La russofobia dilagante riguarda più ambiti. Innanzitutto i grandi eventi pubblici, come la retrospettiva sul regista russo Karen Georgievich, cancellata dal Museo del Cinema di Torino. Simile è la dipartita dalla Scala di Milano del direttore d’orchestra Valery Gergiev, considerato filogovernativo, e della soprano Anna Netrebko, che invece si era espressa contro l’invasione russa. Anche il fotografo Alexander Gronsky è stato escluso dal festival Fotografia Europea di Reggio Emilia, pur essendo stato arrestato in precedenza per aver manifestato contro il governo di Putin.
Russofobia anche nelle scuole
Gli eventi violenti verso chi ha origini russe, però, pervadono ogni aspetto della vita quotidiana. Sono stati riportati casi di russofobia anche all’interno del contesto scolastico. Nel bresciano una donna russa ha denunciato l’aggressione subita dal figlio adolescente, accusato dai compagni di classe di sostenere il conflitto. Un episodio analogo si è verificato in una scuola elementare. Ci sono poi casi in cui la mancata sensibilità dei docenti gioca un ruolo chiave. Ciò avviene quando vengono affidati temi sulla guerra in Ucraina unicamente agli studenti e alle studentesse di origine russa o quando li si chiama a esprimersi davanti all’intera classe.

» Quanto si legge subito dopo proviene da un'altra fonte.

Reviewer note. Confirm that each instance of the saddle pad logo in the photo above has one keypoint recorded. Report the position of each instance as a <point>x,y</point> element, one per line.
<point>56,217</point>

Episodi che sembrano voler tastare l’affidabilità e la neutralità dei soggetti coinvolti, individuati come pericolosi su una base etnica.
La dimensione virtuale
La dimensione virtuale è terreno fertile per la diffusione della russofobia. A differenza di altri conflitti (come quello tra Israele e Palestina) o temi per cui i principali social pongono un ban sugli hashtag e sui contenuti pubblicabili, quando si parla di Ucraina e Russia ciò non avviene.
Indubbiamente la scelta di Meta – in particolare – garantisce una maggior circolazione di notizie, ma favorisce anche una diffusione notevole di discorsi d’odio su base etnica. Infine, seppur non colpisca direttamente le persone di origine russa, bisogna considerare anche l’iniziativa di chi in Italia sostiene Putin e ha scelto di dimostrarlo accendendo i fornelli del gas e pagando una bolletta più alta per finanziare le operazioni militari di Mosca. Una strategia che sembrerebbe surreale se non fosse testimoniata da numerose fotografie postate online e accompagnate dall’hashtag #uncarroarmatoperputin. Un tale sostegno a Putin non colpisce direttamente le persone russe o ucraine, ma mira a sorreggere economicamente la guerra e, di conseguenza, l’oppressione dei due popoli.